Application Performance Monitoring
LogZilla documentation for Application Performance Monitoring
Application Performance Monitoring Correlation
Application performance correlation detects degradation patterns, error clustering, and service dependency issues that span multiple events over time. LogZilla's pre-processing extracts performance metrics, while SEC handles complex threshold analysis and trend correlation.
Prerequisites: Ensure Event Correlation is enabled and forwarder reloading is available as shown in the Event Correlation Overview.
Response Time Degradation Detection
LogZilla Forwarder Configuration
yaml# /etc/logzilla/forwarder.d/app-performance.yaml
type: sec
sec_name: app-performance
rules:
- match:
- field: program
op: "eq"
value: ["nginx", "apache", "webapp", "api-gateway"]
- field: message
op: "=~"
value: "response_time|duration|elapsed"
rewrite:
message: "APP_RESPONSE host=$HOST service=$PROGRAM"

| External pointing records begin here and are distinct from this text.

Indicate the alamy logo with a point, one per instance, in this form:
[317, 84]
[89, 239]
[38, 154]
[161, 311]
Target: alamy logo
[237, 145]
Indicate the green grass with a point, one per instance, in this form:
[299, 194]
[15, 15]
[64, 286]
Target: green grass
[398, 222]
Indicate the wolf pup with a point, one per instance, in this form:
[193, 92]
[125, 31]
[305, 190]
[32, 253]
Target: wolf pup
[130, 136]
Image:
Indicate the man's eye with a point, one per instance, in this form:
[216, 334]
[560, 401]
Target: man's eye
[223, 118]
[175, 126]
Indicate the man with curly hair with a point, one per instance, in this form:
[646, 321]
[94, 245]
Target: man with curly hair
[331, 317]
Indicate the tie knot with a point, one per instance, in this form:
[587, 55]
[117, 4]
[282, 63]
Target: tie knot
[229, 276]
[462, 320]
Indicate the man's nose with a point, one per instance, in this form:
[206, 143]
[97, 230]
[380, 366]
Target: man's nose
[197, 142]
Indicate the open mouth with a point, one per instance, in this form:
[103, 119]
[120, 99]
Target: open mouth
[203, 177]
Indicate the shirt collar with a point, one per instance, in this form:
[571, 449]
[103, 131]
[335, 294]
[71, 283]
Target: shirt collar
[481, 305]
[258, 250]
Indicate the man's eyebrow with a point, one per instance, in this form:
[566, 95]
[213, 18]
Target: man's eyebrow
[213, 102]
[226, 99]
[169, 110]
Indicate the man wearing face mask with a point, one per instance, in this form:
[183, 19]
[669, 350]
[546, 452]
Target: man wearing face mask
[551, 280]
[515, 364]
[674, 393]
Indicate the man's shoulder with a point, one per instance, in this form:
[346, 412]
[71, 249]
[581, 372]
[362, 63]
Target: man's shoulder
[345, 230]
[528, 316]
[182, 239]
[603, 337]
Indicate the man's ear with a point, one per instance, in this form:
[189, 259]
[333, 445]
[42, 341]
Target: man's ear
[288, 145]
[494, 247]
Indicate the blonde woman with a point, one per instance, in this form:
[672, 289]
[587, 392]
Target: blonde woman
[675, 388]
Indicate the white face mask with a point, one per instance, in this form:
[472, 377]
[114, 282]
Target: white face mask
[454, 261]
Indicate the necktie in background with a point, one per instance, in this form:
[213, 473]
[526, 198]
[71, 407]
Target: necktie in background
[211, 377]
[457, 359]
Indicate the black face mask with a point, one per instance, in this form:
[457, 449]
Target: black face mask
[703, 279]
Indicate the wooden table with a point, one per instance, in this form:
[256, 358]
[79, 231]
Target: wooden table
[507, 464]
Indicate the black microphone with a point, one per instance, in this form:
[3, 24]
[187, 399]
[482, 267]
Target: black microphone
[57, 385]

SEC Rule: Response Time Degradation with Recovery
text# Detect application performance issues using message patterns type=SingleWithThreshold ptype=SubStr pattern=APP_RESPONSE context=($ENV{EVENT_MESSAGE} =~ /(slow|timeout|degraded|high.*latency)/) desc=Application performance degradation detected on $ENV{EVENT_HOST} action=eval %service $ENV{EVENT_PROGRAM}; \ eval %host $ENV{EVENT_HOST}; \ shellcmd (logger -t SEC-PERFORMANCE -p local0.warning \ "PERFORMANCE_DEGRADATION service=%service host=%host"); \ shellcmd (logger -t PERF-ALERT "Performance degradation: host=%host service=%service") thresh=10 # 10 performance issues window=300 # within 5 minutes
LogZilla Trigger: Performance Degradation Response
yamlname: "Application Performance Degradation"
filter:
- field: program
op: eq
value: SEC-PERFORMANCE
- field: message
op: "=~"
value: "PERFORMANCE_DEGRADATION"
actions:
exec_script: true
script_path: "/usr/local/bin/performance-degradation-response.sh"
send_webhook: true
send_webhook_template: |
{
"alert_type": "performance_degradation",
"service": "{{event:ut:service}}",
"endpoint": "{{event:ut:endpoint}}",
"host": "{{event:ut:host}}",
"avg_response_time": "{{event:ut:avg_response}}",
"severity": "warning"
}
Intelligent Performance Response Script
bash#!/bin/bash
# /usr/local/bin/performance-degradation-response.sh
SERVICE="$EVENT_USER_TAGS_SERVICE"
ENDPOINT="$EVENT_USER_TAGS_ENDPOINT"
HOST="$EVENT_USER_TAGS_HOST"
AVG_RESPONSE="$EVENT_USER_TAGS_AVG_RESPONSE"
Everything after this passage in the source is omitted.